Jour de course. Sitôt son petit-déjeuner avalé, Bruno Inniger attend les premières informations dans le local à skis. Pendant la visite du jury, les entraîneurs recueillent des informations utiles sur la qualité de la neige et des pistes et les transmettent ensuite aux préparateurs. «En fonction de ces informations, le préparateur décide du modèle sur lequel l'athlète va concourir et/ou ajuste encore les réglages fins.» A ce moment-là, le skieur, qui la veille encore était très impliqué dans le processus de décision, ne veut plus entendre parler ou presque du choix du matériel, explique Bruno Inniger qui a lui-même participé à des courses de niveau régional par le passé. «C'est moi qui prends la dernière décision et j'amène les skis à la ligne de départ.

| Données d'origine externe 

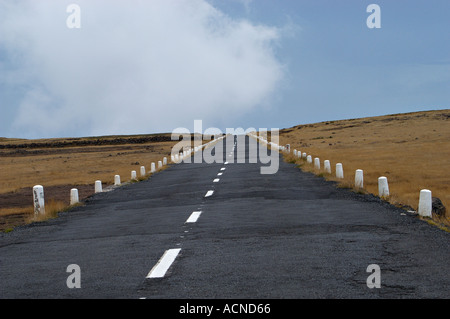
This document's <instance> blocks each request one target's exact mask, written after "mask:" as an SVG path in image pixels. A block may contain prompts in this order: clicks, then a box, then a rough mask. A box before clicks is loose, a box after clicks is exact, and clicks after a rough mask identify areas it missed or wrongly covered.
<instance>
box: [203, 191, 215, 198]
mask: <svg viewBox="0 0 450 319" xmlns="http://www.w3.org/2000/svg"><path fill="white" fill-rule="evenodd" d="M213 193H214V191H208V192H207V193H206V195H205V197H209V196H211V195H212V194H213Z"/></svg>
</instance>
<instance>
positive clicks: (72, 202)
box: [70, 188, 80, 205]
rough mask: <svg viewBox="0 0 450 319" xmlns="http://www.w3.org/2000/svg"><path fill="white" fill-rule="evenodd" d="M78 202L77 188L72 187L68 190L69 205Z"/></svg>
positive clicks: (76, 202) (72, 204)
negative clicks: (68, 194)
mask: <svg viewBox="0 0 450 319" xmlns="http://www.w3.org/2000/svg"><path fill="white" fill-rule="evenodd" d="M79 202H80V198H79V197H78V189H76V188H72V189H71V190H70V205H75V204H78V203H79Z"/></svg>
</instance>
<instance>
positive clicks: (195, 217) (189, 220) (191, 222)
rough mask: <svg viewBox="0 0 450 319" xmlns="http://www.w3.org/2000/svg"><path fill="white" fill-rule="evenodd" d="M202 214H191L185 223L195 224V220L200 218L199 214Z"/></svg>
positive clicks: (195, 213)
mask: <svg viewBox="0 0 450 319" xmlns="http://www.w3.org/2000/svg"><path fill="white" fill-rule="evenodd" d="M201 213H202V212H201V211H200V212H193V213H192V214H191V216H189V218H188V219H187V220H186V223H195V222H196V221H197V219H198V218H199V217H200V214H201Z"/></svg>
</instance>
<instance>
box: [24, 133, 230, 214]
mask: <svg viewBox="0 0 450 319" xmlns="http://www.w3.org/2000/svg"><path fill="white" fill-rule="evenodd" d="M223 138H225V137H224V136H221V137H219V138H216V139H214V140H212V141H210V142H208V143H206V144H203V145H200V146H198V147H195V148H189V149H188V150H184V151H183V152H182V153H180V154H179V155H178V154H176V155H175V156H174V155H172V156H171V159H172V162H174V163H179V162H181V161H182V160H183V159H184V158H185V157H187V156H190V155H191V153H192V151H194V152H197V151H198V150H201V149H203V148H206V147H208V146H209V145H211V143H213V142H215V141H217V140H220V139H223ZM165 165H167V157H164V158H163V160H162V161H158V169H161V168H162V167H163V166H165ZM154 172H156V164H155V163H154V162H152V163H151V166H150V173H154ZM140 174H141V176H142V177H144V176H145V175H146V170H145V166H141V167H140ZM131 180H137V175H136V171H135V170H133V171H131ZM120 185H121V182H120V175H115V176H114V186H120ZM94 192H95V193H101V192H103V187H102V182H101V181H100V180H97V181H95V184H94ZM79 202H80V198H79V194H78V189H77V188H72V189H71V190H70V205H75V204H77V203H79ZM33 204H34V214H35V215H39V214H45V200H44V187H43V186H42V185H36V186H34V187H33Z"/></svg>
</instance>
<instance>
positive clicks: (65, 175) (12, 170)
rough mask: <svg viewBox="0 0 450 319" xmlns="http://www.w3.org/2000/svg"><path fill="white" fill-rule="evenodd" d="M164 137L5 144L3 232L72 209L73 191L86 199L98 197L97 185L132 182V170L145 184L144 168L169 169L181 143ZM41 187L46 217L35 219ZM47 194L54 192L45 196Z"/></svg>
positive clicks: (2, 166)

Ensuite, c'est au sportif que revient la responsabilité de notre joie commune ou de notre énervement commun.»
C'est de la joie que Bruno Inniger et Sandro Viletta ont éprouvé lors de la victoire de ce dernier aux Jeux olympiques de 2014. Des blessures ont freiné le skieur des Grisons et – à l'exception de deux courses lors de la Coupe du monde de décembre 2016 – il n'a pas pu remonter sur une piste de course pendant deux ans. Aujourd'hui (et un changement de marque plus tard), il est de retour et sa 5e place au Super-G de Coupe d'Europe à Wengen le jour de l'Epiphanie l'a montré: sa courbe de forme reprend du poil de la bête. Avec beaucoup de travail et de chance, elle lui permettra peut-être de participer aux Jeux olympiques en Corée du Sud. Bruno Inniger espère le meilleur pour son skieur. En sa qualité de préparateur, il est l'un des principaux artisans du retour de Sandro Viletta. Bruno Inniger recule et répète: «L'élément le plus important est l'athlète qui enfile les skis.» Et c'est au service de celui-ci que le préparateur de l'Oberland bernois, âgé de 50 ans, place son expérience, son savoir-faire et ses efforts. Hiver après hiver. En 2018/19, il le fera pour la 25e fois.